À Thomas, un tas de fumier seul suffit à permettre l’expression de la joie en récitant le Credo, renvoyant Guillaume à sa propre incapacité de concevoir la simplicité d’un esprit pur, non encore pollué par les contingences du monde, ce monde qui tient les enfants en détestation au point qu’il n’a de cesse d’en faire des adultes désespérés. « Je contournai le bosquet pour admirer son visage, je le vis en plein soleil, levé cette fois,  les yeux immenses ! Le regard d’une beauté si surprenante que j’eus peur et me sentis de trop ; il n’y avait pas de place pour moi dans ce duo surnaturel. »
« Peut-on aimer l’eau de son propre puits ? », demande Guillaume, faisant référence à un texte de Bernard de Clairvaux, sur lequel apparaît une divergence. Là où Bernard ne laisse pas s’installer le doute, celui de Guillaume est justement la matière-même de sa conscience réflexive ; des bâtiments qu’il a construits depuis les trente ans où il a mis le pied à Clairvaux pour ne pas y rester, Guillaume ne s’est pas pétri de la foi claire et enfantine de Thomas, mais du questionnement qui sait qu’il n’y a pas de réponse, au moins immédiate.  Fort de cet axiome, il ne lui reste qu’à accomplir le travail de patience au service de l’œuvre jusqu’à son terme. Patience, persévérance, humilité : les fondements de la règle, qui font que toute velléité d’une volonté d’exister en dehors des cadres établis par la communauté entraîne désordre, chaos, ébranlement de l’ordre.

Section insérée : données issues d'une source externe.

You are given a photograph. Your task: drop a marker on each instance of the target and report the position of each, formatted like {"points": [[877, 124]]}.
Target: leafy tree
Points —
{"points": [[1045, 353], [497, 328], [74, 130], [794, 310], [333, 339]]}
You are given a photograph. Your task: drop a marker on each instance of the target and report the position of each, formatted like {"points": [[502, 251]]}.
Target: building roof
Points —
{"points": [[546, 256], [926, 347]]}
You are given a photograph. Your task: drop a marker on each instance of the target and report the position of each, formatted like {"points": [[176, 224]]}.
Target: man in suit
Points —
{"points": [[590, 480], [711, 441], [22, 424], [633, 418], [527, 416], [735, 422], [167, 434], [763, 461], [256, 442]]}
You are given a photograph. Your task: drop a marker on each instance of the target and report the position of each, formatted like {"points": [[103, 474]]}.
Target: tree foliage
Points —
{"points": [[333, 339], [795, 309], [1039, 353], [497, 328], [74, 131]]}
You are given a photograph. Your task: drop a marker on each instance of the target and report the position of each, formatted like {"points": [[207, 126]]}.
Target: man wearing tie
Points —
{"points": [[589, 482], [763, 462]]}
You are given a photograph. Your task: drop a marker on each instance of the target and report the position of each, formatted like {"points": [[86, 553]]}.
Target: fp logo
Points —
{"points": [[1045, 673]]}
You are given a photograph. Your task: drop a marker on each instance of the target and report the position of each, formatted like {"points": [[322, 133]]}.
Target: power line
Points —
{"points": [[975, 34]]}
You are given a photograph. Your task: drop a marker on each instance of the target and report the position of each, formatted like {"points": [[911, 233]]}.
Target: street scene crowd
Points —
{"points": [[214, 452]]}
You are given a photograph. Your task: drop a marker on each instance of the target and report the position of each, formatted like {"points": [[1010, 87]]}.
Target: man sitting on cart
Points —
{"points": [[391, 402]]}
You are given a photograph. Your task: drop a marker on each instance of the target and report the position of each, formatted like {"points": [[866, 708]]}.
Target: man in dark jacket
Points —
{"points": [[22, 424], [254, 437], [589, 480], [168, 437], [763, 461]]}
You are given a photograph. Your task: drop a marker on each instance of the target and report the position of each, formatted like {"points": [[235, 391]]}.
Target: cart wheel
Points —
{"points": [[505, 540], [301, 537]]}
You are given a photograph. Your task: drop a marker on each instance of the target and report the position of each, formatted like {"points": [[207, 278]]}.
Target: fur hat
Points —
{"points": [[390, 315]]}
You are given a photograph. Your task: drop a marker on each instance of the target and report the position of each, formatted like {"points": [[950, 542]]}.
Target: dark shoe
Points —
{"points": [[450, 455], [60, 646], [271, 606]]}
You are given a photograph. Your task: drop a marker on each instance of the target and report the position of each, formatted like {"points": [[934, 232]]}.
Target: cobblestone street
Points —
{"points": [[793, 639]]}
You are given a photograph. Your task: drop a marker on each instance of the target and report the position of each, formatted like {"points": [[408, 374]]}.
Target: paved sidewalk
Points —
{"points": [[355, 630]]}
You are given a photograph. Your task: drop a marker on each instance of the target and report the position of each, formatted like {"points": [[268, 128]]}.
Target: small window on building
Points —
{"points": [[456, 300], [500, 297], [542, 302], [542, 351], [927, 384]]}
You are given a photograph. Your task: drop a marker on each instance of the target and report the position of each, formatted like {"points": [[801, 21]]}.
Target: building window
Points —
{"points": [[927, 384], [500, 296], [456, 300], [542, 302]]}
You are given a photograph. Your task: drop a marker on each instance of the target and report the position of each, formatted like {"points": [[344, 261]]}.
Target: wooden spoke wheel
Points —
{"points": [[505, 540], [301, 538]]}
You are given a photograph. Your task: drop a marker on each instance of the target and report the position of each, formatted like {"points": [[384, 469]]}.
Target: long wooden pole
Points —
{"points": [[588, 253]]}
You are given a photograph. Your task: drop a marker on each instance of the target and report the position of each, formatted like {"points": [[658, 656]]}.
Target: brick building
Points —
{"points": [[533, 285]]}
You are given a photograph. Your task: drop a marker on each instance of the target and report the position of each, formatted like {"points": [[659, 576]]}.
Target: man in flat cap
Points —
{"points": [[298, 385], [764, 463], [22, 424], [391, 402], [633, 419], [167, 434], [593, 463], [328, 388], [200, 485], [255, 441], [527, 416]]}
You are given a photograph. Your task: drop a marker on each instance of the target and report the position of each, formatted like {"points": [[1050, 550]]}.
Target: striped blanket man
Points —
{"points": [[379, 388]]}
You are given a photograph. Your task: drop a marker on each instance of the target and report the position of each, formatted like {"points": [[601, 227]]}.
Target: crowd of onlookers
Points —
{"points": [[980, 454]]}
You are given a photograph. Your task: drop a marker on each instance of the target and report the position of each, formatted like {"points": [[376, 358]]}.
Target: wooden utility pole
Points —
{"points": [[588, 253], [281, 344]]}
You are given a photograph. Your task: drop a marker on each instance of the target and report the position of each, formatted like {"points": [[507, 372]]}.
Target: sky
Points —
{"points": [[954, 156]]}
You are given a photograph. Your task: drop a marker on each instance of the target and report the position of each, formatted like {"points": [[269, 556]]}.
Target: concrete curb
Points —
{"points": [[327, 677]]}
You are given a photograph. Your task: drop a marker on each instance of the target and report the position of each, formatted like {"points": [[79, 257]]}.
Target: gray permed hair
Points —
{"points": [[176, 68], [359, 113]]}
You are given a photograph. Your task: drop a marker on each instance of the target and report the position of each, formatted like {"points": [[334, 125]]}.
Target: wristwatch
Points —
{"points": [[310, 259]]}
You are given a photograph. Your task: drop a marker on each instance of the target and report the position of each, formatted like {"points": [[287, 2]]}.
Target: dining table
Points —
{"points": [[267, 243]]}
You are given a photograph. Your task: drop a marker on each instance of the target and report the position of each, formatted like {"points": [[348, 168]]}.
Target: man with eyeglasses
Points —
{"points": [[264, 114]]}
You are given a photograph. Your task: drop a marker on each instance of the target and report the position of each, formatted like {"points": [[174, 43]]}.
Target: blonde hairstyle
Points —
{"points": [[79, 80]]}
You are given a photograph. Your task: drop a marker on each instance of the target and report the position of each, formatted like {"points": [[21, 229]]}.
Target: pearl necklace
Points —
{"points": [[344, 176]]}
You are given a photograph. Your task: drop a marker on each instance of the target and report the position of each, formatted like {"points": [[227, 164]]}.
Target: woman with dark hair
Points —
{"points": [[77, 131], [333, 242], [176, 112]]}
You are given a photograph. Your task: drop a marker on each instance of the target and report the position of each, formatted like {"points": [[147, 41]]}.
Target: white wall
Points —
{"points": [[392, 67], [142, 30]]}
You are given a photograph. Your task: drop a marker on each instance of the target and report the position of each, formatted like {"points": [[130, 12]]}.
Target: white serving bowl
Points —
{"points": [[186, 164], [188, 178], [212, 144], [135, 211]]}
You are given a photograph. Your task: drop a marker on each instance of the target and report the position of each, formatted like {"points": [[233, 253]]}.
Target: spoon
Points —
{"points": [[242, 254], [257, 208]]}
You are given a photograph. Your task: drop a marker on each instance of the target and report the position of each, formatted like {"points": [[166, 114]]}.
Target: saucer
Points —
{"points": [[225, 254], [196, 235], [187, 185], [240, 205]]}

Ne pas aller trop vite. Et cependant, la Règle n’intègre-t-elle pas elle-même les injonctions qui sapent ses propres fondations ? En instituant ses exigences dont elle sait qu’elles ne sont applicables que par des hommes, ne sait-elle pas qu’elle induit les paradoxes qui conduisent au malheur, et à terme à sa disparition ? Benoît de Nurcie, Benoît d’Aniane, Bernard de Clairvaux peuvent réformer en s’attachant à ce qu’ils savent être les apparences des choses ; ils savent aussi que l’horizon sur lequel ils fixent désespérément les yeux n’est pas visible à ceux qui les écarquillent sans seulement distinguer les voiles des cordages qui les retiennent.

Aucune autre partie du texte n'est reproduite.